X
Business

In carriers' high-def future, pants are the real winners

As anybody who works from home knows, one of the great benefits of telecommuting is that pants are optional. Wear your pyjamas to that teleconference, or attend in your birthday suit if you prefer; nobody will be the wiser.
Written by David Braue, Contributor

As anybody who works from home knows, one of the great benefits of telecommuting is that pants are optional. Wear your pyjamas to that teleconference, or attend in your birthday suit if you prefer; nobody will be the wiser.

Pundits including Cold Chisel and fictitious TV broadcaster Ron Burgundy have alluded to this point, given that desks normally cover the bottom half of said presenters.

The same, unfortunately, can't be said for office conferences, where clothing is most definitely not optional. Judging by the latest advancements in videoconferencing, this is not all bad; telepresence systems from Cisco, Nortel, and HP among other vendors are rapidly taking the humble budget meeting to a whole new level with eye-popping resolution and full-frontal video.

Using high-definition video technology, these suites shove live video down an IP connection to provide what is being billed as the next best thing to being there. The higher resolution, combined with some careful configuration, produces convincing life-sized images of the people you're talking to.

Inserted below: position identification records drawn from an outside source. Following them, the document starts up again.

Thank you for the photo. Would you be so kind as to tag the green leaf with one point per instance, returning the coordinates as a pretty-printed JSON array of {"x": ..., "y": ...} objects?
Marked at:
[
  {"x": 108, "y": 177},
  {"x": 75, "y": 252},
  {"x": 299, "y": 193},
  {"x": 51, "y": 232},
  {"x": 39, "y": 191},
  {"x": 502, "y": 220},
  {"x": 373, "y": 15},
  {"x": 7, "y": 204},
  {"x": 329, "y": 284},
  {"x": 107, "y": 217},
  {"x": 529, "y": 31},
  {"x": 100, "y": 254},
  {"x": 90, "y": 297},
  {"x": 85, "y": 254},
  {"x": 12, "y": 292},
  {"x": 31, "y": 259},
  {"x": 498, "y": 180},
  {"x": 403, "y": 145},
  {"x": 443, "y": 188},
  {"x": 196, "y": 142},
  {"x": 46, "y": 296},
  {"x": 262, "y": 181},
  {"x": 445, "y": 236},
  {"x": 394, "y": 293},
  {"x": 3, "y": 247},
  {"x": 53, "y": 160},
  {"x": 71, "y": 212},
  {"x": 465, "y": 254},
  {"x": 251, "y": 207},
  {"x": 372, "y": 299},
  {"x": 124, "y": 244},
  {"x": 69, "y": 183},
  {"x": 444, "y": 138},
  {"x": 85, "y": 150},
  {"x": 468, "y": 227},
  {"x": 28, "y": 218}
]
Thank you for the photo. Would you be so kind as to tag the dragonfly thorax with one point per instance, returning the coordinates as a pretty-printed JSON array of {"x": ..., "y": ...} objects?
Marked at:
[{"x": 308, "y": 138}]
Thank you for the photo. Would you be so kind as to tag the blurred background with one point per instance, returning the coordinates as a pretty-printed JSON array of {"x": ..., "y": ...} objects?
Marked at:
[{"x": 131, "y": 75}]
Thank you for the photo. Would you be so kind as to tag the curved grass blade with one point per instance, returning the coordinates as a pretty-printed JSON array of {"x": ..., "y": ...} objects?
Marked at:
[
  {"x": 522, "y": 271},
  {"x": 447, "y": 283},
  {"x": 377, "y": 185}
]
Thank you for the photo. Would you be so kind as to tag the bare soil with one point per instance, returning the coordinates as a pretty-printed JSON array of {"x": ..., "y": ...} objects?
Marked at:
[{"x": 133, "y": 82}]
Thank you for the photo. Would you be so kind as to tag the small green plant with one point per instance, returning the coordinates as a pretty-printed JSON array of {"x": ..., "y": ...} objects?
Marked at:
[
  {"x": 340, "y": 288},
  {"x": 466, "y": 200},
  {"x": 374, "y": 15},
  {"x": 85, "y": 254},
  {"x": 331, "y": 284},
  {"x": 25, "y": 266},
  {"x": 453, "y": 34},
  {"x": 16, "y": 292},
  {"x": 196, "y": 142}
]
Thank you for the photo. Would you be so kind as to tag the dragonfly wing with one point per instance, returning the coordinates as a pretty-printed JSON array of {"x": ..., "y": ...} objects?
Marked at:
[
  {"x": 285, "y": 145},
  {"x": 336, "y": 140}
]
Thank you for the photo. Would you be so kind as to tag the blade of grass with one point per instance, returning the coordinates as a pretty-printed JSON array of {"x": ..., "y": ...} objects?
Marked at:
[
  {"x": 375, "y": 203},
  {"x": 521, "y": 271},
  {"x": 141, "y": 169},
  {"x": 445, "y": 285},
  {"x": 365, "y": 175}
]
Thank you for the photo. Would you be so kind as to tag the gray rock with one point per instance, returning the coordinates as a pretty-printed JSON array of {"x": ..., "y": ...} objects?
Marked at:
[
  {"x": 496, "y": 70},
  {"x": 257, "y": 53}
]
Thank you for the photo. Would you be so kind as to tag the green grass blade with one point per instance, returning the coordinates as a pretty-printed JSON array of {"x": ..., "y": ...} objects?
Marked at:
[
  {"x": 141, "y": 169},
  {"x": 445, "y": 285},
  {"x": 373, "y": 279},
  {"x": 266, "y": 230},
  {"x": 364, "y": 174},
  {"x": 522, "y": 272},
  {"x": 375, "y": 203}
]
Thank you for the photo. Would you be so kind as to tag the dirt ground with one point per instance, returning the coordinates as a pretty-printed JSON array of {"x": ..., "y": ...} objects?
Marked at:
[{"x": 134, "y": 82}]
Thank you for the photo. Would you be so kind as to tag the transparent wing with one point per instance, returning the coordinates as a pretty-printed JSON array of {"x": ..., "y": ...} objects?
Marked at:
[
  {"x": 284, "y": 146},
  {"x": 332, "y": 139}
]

You could easily configure this technology to project standing attendees in full vertical size, like a TV weather presenter in front of a green screen. For now, early applications are typically desk-bound, however, it is possible to use a wall of big TVs to make it look like faraway people are sitting across the table from you.

Cisco TelePresence — It's All About The Experience

Nortel Telepresence commercial

This gear may be cool, but it's hardly going to change the world overnight — the ANZ Bank spent over AU$700,000 on telepresence gear to link its Australian developers and Indian development office (Telstra, BHP Billiton, and Regus are amongst the other early adopters).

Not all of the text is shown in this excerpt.